12 Replies to “Want to learn WordPress for church site development?”

  1. It’s something I would be interested in, we are looking for a way at my fellowship (MVUUF.org) to make Webmaster be a less technical job and easier to use for our fellowship staff and volunteer leaders with a budget of $0. I am the communications rep for the fellowship, the webmaster reports to me and is under my domain. Thanks!

  2. Scott, I would be interested in being a part of such a group. I’m in Boston, DST zone, of course. I’d like to be able to help my church in such an effort, especially by learning what questions to ask of those who really know what they’re doing, with the goal of handing along something easily maintained by a non-expert. I’m of two minds as to going to GA, however, something like this off-site there could get me on the train from Stoughton for the day.

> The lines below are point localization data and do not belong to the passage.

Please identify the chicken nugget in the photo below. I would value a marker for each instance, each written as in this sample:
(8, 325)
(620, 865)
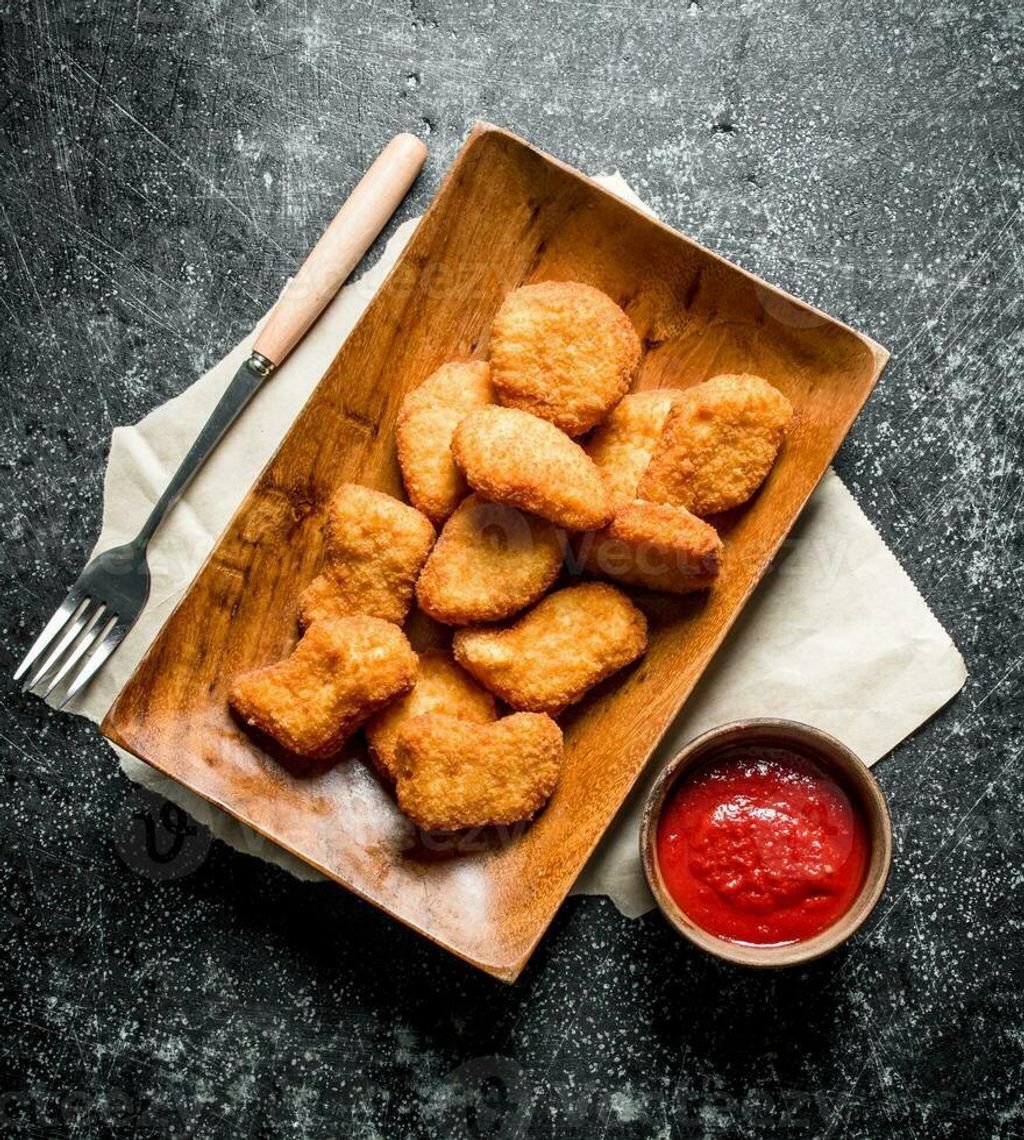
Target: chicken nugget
(454, 774)
(562, 351)
(565, 645)
(489, 562)
(512, 457)
(341, 672)
(441, 686)
(718, 445)
(427, 420)
(375, 547)
(653, 545)
(624, 444)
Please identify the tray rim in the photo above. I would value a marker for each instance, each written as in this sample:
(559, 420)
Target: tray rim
(503, 970)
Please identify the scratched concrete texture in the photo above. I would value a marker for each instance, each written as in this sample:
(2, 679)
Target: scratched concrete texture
(164, 167)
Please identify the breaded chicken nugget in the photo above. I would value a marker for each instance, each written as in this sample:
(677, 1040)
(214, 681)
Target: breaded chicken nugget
(551, 656)
(374, 551)
(454, 774)
(427, 418)
(489, 562)
(340, 673)
(624, 444)
(441, 686)
(562, 351)
(718, 445)
(512, 457)
(653, 545)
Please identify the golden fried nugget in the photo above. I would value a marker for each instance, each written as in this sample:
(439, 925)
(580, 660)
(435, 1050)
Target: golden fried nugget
(455, 774)
(655, 545)
(375, 547)
(562, 351)
(427, 418)
(512, 457)
(718, 445)
(441, 686)
(341, 672)
(489, 562)
(624, 444)
(551, 656)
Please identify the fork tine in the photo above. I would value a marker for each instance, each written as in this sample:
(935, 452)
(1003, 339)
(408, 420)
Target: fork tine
(91, 636)
(86, 615)
(112, 638)
(67, 610)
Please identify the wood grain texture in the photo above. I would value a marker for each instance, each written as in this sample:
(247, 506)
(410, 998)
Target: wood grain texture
(504, 216)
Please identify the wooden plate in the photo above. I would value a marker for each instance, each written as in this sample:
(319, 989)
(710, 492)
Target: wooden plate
(505, 214)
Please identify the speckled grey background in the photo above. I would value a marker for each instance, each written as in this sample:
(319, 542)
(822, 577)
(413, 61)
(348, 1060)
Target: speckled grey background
(164, 165)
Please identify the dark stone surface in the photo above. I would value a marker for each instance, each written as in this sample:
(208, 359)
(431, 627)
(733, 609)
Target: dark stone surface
(164, 165)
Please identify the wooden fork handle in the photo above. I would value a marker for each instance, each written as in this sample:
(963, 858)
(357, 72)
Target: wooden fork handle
(363, 216)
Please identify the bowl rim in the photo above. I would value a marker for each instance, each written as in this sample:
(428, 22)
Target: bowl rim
(836, 758)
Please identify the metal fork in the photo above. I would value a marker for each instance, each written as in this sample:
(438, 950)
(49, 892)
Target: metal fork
(106, 601)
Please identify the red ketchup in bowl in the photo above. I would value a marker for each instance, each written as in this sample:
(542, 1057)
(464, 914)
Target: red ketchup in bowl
(761, 846)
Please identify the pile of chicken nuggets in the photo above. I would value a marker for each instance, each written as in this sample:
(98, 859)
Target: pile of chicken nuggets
(515, 469)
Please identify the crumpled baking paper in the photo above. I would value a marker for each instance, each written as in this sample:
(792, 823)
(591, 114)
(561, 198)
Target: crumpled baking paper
(836, 635)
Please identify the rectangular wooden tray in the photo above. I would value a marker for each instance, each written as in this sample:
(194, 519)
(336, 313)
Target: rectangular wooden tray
(505, 214)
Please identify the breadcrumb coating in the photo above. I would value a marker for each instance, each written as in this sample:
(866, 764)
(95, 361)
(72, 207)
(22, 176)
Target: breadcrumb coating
(623, 446)
(511, 456)
(551, 656)
(340, 673)
(489, 562)
(718, 445)
(427, 421)
(375, 548)
(453, 774)
(653, 545)
(562, 351)
(441, 686)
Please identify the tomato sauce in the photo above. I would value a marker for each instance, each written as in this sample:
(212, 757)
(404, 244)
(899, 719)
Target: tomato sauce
(761, 846)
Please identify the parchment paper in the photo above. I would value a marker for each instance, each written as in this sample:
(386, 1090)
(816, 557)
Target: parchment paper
(836, 635)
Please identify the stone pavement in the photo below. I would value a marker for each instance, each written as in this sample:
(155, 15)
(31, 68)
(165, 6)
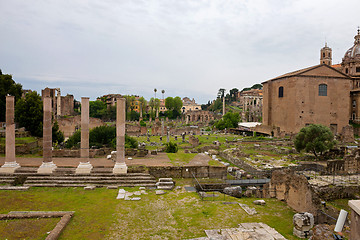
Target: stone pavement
(160, 159)
(245, 231)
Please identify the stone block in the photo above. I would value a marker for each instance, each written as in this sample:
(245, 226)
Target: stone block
(233, 191)
(47, 168)
(120, 168)
(259, 202)
(84, 168)
(9, 167)
(303, 221)
(159, 192)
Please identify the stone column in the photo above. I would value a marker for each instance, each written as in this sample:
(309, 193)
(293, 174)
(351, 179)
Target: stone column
(162, 127)
(120, 165)
(355, 219)
(84, 165)
(223, 105)
(47, 166)
(58, 109)
(10, 163)
(140, 118)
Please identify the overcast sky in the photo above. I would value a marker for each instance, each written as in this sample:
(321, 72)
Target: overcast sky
(187, 48)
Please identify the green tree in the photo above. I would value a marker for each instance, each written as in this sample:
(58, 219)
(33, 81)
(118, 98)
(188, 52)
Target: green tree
(315, 138)
(152, 106)
(143, 104)
(29, 113)
(229, 120)
(173, 106)
(171, 147)
(8, 86)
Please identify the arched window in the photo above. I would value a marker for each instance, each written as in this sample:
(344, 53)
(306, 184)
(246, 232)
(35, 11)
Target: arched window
(322, 90)
(281, 91)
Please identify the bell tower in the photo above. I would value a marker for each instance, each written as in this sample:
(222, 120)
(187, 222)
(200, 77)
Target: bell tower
(326, 55)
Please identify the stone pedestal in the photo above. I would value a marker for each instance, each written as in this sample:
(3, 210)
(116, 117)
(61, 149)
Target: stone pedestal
(84, 168)
(120, 165)
(10, 163)
(9, 167)
(47, 166)
(303, 223)
(120, 168)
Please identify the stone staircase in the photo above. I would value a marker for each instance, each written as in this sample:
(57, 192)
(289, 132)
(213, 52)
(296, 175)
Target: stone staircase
(66, 177)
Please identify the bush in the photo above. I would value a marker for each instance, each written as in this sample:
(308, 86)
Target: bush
(314, 138)
(171, 147)
(229, 120)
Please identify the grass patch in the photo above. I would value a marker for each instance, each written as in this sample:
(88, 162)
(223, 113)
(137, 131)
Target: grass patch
(93, 209)
(37, 228)
(175, 215)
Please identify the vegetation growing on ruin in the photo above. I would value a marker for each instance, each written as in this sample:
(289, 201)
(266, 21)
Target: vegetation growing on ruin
(175, 215)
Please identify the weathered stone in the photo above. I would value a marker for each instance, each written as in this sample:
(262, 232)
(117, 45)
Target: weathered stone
(159, 192)
(303, 223)
(135, 199)
(233, 191)
(247, 209)
(322, 231)
(121, 194)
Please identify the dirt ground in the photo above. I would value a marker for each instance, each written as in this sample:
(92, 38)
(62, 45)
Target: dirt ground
(161, 159)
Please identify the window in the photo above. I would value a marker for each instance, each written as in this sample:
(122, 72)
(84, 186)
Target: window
(281, 91)
(322, 90)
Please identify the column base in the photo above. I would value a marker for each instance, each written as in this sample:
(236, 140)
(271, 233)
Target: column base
(84, 168)
(47, 167)
(9, 167)
(120, 168)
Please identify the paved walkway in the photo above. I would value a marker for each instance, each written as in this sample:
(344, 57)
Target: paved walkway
(161, 159)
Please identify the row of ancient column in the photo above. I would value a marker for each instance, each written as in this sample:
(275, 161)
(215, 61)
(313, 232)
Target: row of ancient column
(48, 166)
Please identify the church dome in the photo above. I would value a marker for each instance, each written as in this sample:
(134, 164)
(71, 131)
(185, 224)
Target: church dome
(354, 50)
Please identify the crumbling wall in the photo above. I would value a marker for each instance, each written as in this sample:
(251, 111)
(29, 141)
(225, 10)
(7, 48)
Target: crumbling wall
(294, 189)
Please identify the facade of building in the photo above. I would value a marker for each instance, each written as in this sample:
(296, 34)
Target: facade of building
(61, 105)
(251, 103)
(323, 94)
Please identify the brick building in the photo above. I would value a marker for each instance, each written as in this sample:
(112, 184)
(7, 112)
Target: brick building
(323, 94)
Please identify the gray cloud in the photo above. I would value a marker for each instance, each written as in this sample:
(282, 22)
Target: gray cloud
(188, 48)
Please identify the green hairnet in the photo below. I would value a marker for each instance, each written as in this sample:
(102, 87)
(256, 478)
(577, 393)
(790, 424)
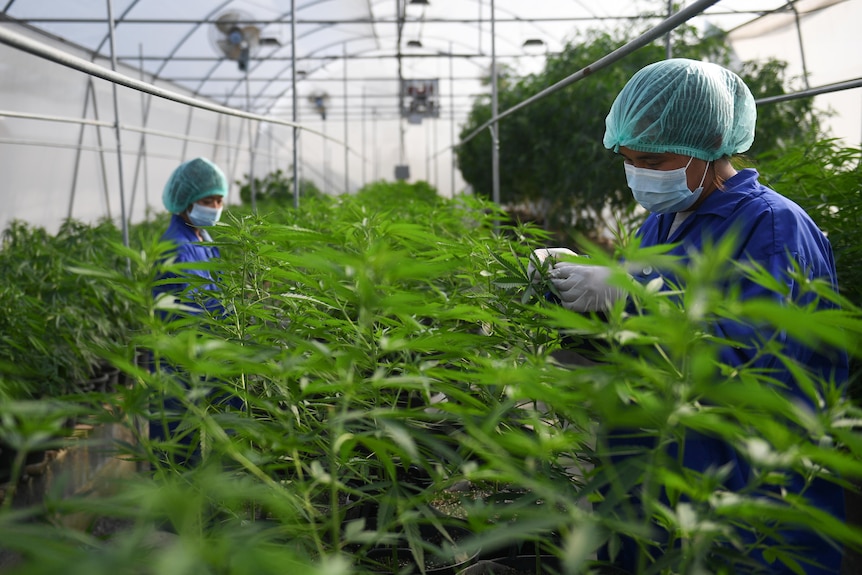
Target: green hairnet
(192, 181)
(683, 106)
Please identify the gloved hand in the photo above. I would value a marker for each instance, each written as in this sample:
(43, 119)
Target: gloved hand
(584, 288)
(537, 261)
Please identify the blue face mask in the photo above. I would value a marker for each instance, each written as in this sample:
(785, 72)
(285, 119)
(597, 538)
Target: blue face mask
(201, 216)
(663, 192)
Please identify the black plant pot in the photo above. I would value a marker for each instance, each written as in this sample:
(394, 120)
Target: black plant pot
(516, 565)
(400, 560)
(529, 565)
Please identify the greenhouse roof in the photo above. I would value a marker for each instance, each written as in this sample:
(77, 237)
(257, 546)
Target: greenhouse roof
(368, 44)
(392, 63)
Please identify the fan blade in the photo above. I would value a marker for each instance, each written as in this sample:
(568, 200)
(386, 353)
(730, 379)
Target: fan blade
(230, 50)
(227, 21)
(251, 34)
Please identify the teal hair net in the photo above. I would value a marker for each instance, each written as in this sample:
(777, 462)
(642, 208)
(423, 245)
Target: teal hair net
(192, 181)
(683, 106)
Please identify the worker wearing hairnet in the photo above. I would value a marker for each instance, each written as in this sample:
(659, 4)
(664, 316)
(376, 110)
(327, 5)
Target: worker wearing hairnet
(676, 123)
(195, 195)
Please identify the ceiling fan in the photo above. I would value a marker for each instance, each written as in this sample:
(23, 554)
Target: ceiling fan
(237, 39)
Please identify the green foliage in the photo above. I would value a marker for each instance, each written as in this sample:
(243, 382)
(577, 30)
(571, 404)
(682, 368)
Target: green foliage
(56, 326)
(388, 346)
(826, 180)
(554, 169)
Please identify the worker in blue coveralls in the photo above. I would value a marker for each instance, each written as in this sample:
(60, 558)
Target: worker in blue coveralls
(676, 124)
(195, 195)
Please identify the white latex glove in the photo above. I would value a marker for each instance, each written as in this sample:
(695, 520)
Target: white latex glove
(537, 261)
(584, 288)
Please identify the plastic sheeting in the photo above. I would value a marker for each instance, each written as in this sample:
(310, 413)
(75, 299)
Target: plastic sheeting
(350, 58)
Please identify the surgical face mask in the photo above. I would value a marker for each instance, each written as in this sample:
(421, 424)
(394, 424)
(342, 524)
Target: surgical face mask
(204, 216)
(663, 192)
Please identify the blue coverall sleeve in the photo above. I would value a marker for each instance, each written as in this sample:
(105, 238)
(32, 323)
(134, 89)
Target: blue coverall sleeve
(192, 253)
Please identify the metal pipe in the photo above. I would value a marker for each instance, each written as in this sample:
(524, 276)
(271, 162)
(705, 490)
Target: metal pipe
(102, 162)
(346, 153)
(20, 42)
(792, 6)
(124, 224)
(668, 48)
(660, 29)
(364, 142)
(252, 142)
(452, 120)
(825, 89)
(77, 167)
(495, 132)
(294, 103)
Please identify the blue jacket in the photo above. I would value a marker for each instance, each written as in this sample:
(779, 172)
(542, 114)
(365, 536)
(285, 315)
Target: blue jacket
(771, 231)
(189, 250)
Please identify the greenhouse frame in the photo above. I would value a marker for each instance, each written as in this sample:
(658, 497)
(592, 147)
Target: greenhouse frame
(358, 287)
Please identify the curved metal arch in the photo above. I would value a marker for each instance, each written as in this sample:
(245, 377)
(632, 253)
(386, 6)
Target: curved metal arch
(281, 19)
(479, 2)
(276, 99)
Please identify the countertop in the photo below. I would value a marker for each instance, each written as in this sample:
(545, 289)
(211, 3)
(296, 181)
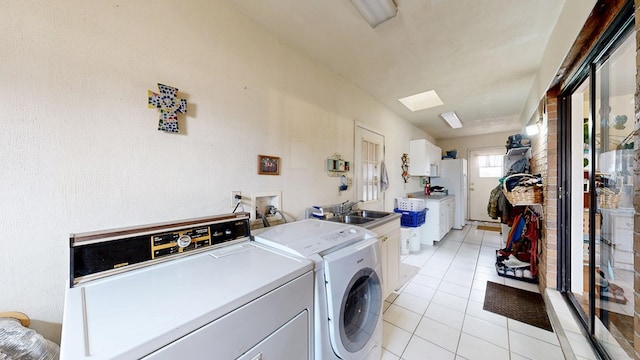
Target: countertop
(421, 195)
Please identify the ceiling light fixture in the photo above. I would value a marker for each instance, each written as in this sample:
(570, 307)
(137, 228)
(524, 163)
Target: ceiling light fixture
(424, 100)
(452, 119)
(376, 11)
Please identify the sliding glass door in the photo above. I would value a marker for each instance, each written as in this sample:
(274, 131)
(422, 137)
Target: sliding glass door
(599, 245)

  3. Hi, Scott. What a great idea! Hope it goes well. FYI I’m in the final stages of releasing two accessible and responsive WordPress themes for congregations (one parent theme, one child theme). You can see the parent one in the link I’m using for this reply. The child one I can email you a screenshot of if you’d like — plus the code for it’s on github.

  4. Over the past three weeks I’ve moved our church website to a WordPress one, using the theme “Mantra” at the moment, although I’m not quite settled with it yet. It’s at http://www.libertyuu.org. I’m already integrating more volunteers than my old site would enable me, where people had to understand FTP and HTML to help out. After about three weeks of fiddling with it and moving pages of content over, I moved it into our main site last week. Now I’ve got my newsletter editors posting the newsletter directly, and other people doing likewise soon.

    So if I can be of use to you, let me know.

  5. It’s the ease of use that’s really helpful. (Note to self: I may just give interested persons access to the plain WordPress install and let them play with it.) I like the East Liberty site, with only one small bit of feedback. The images in the carousel make me a bit queasy when they resize. Also, a map to a link to a map would be handy.

  6. Steve and Laura: might noodling around a “blank” WordPress set-up be a place to start? It’s remarkable easy, but that may be me being very familiar with it.

  7. Are you familiar with the UU2014 theme? (http://www.faithandreason.dreamhosters.com/

    I’ve played around with it a bit, but switched off of it, although it had some features I really liked and solved some of the problems I was having with my current theme. I think I couldn’t find an option of a different format for the landing page (i.e. no sidebar), and that’s what I didn’t like so much.

    I have a map on the Directions page, but you’re probably right that one right up front might be wise. And, yeah, I can see what you mean with the sliders. I’m not sure if they would always do that, or if it’s a problem of sizing my images correctly. That’s where I’m just not so good at this. Something to play around with. I’m still messing with colors, too. Test-driving a background pattern cut out from the UUA’s tonight. 🙂

    Thanks for the thoughts!

  8. Cynthia,
    I am the author of UU2014 and I welcome such feedback. The theme does have a page template to turn off the sidebar on any page. When you edit your page, you will see page templates on the right side of the editor. The two options are “Default Template” and “No Sidebar Template”. For UUCK we use that feature for our calendar page but you could use it on any page. That may solve your issue but based on your comment, I will add an additional feature in the WP Customizer to hide the sidebar on all pages for those who don’t want one.